Nel Pd invece è un fiorire di dichiarazioni da collezione. Fassino, che aspira a fare il sindaco di Torino, dice di continuare a fare il tifo per Marchionne: «Sta passando l'ultimo treno per Pomigliano e il sindacato non deve sottrarsi alle proprie responsabilità». Nessuna esitazione nemmeno per l'attuale sindaco, Chiamparino che si augura un sì al referendum e un conseguente ripensamento della Fiom. Da un altra posizione muove invece l'ex segretario della Cgil, Sergio Cofferati, oggi parlamentare europeo, il quale invece sottolinea il pericolo che l'accordo violi non solo la Costituzione italiana ma anche i trattati europei a cominciare dal Trattato di Lisbona. In questa babele scomposta il segretario Bersani cerca di portare un po' d'ordine affermando su Repubblica che l'unica posizione che conta è la sua. E la sua posizione è così mediata e sfumata che si fa fatica a capirla: «L'accordo va bene ma non deve diventare un modello» che è diventata la posizione del segretario Cisl, Bonanni. Però «l'azienda non dovrebbe umiliare gli operai e cancellare i diritti» che invece è la posizione di Epifani. Detto questo «la situazione in quello stabilimento è insostenibile, non può stare sul mercato con quei livelli di produzione» che è la posizione della Fiat. Manca forse solo la posizione del Pd ma questa non è una novità. Ma battute a parte, il Pd in questa vicenda non tocca palla, perché le questioni sociali sono ormai estranee alla sua traiettoria e cultura e si incarica di affrontarle solo dal governo; dall'opposizione non sa dire nulla perché non riuscirebbe mai a demarcarsi da una logica di impresa che ormai è la sua logica.

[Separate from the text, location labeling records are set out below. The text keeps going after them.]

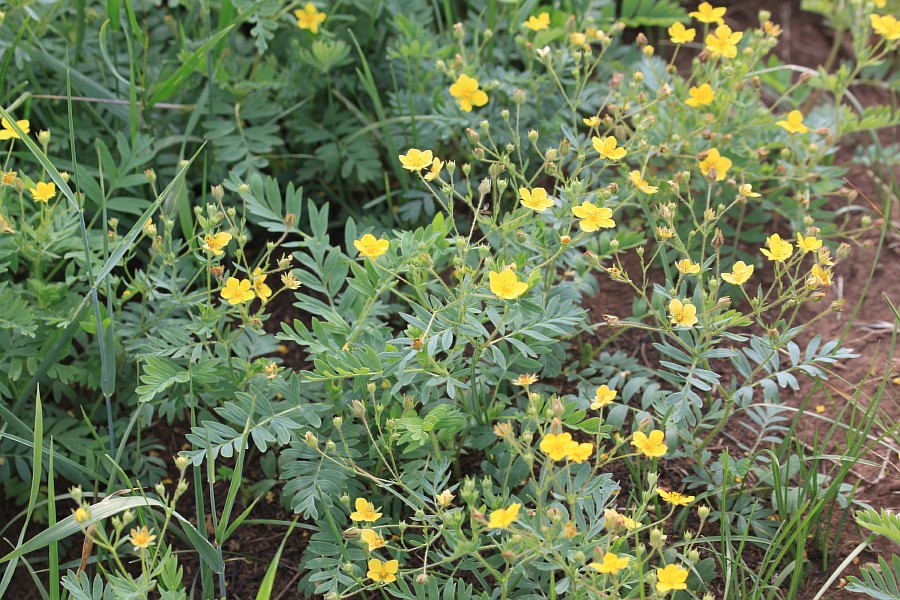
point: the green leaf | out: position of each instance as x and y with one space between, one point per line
106 508
168 87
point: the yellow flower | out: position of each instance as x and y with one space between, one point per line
808 244
416 160
435 172
705 13
466 92
724 42
577 38
665 233
259 284
740 273
772 29
383 571
237 291
716 161
525 379
671 578
372 539
536 23
683 314
679 35
9 133
578 453
365 511
215 243
603 396
309 18
556 446
43 192
794 123
641 184
536 199
886 26
506 285
687 267
746 190
289 281
608 148
593 217
779 250
141 538
271 370
700 96
675 498
504 517
819 276
611 564
652 446
370 246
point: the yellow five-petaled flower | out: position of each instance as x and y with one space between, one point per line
641 184
779 250
43 192
535 199
309 18
504 517
608 148
467 93
716 161
740 273
808 244
556 445
706 13
385 572
680 35
216 243
671 578
536 23
683 314
141 538
603 396
370 246
723 42
652 446
593 217
611 564
416 160
7 132
506 284
675 498
371 538
237 291
365 511
700 96
886 26
793 123
687 267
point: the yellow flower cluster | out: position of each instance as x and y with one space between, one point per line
561 446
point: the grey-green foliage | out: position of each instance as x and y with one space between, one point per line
879 580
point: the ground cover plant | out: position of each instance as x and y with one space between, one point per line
456 299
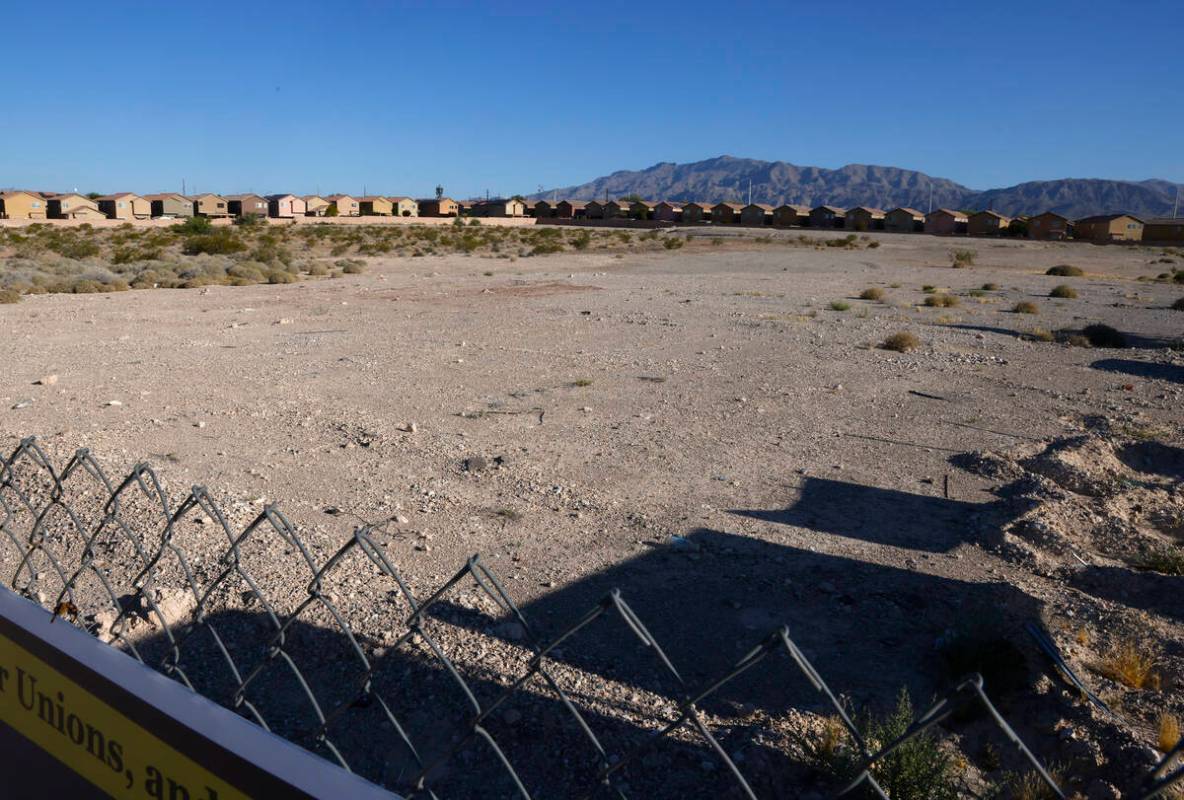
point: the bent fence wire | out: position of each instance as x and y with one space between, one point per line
109 557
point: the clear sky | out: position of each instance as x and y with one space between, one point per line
394 97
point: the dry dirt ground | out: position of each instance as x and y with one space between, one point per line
700 430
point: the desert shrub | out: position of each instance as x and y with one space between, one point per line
963 258
220 242
1131 664
1100 335
193 226
901 342
1066 271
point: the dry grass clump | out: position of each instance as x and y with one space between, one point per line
901 342
1131 664
941 301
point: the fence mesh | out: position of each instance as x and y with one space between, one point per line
289 634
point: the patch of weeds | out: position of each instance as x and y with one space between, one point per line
963 258
1100 335
1130 663
901 342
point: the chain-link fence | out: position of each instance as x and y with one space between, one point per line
332 649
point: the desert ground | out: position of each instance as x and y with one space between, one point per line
713 430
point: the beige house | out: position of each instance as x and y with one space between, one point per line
1108 227
986 223
285 206
789 214
864 218
72 206
210 205
439 207
1050 226
757 214
124 205
404 206
667 211
342 205
695 212
169 205
315 205
827 217
499 207
945 221
726 213
375 206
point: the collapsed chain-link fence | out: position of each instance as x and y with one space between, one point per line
290 634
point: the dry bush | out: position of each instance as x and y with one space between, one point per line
901 342
1131 664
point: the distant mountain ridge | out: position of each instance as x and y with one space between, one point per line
727 179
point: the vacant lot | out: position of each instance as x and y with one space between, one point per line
712 426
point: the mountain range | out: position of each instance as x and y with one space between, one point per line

Resta però il fatto di una situazione difficile e che costituisce un nuovo colpo per lavoratori e lavoratrici. Che fa la sinistra? come si rende utile e come coglie il passaggio per provare a dare una risposta? Un'occasione è data dal 25 giugno, quando ci sarà lo sciopero di 8 ore proclamato dalla Fiom. Si potrebbero tenere manifestazioni in tutta Italia di solidarietà ai lavoratori Fiat in particolare a Pomigliano anche come reazione al referendum del 22 giugno. Sinistra Critica, per bocca dei suoi portavoce, Turigliatto e D'Angeli, avanzano la proposta di un incontro unitario a sinistra per «contribuire a un movimento forte unitario e dal basso contro l'accordo, a difesa dei diritti e della dignità del lavoro, per cercare di organizzare una riposta adeguata al "modello Pomigliano"».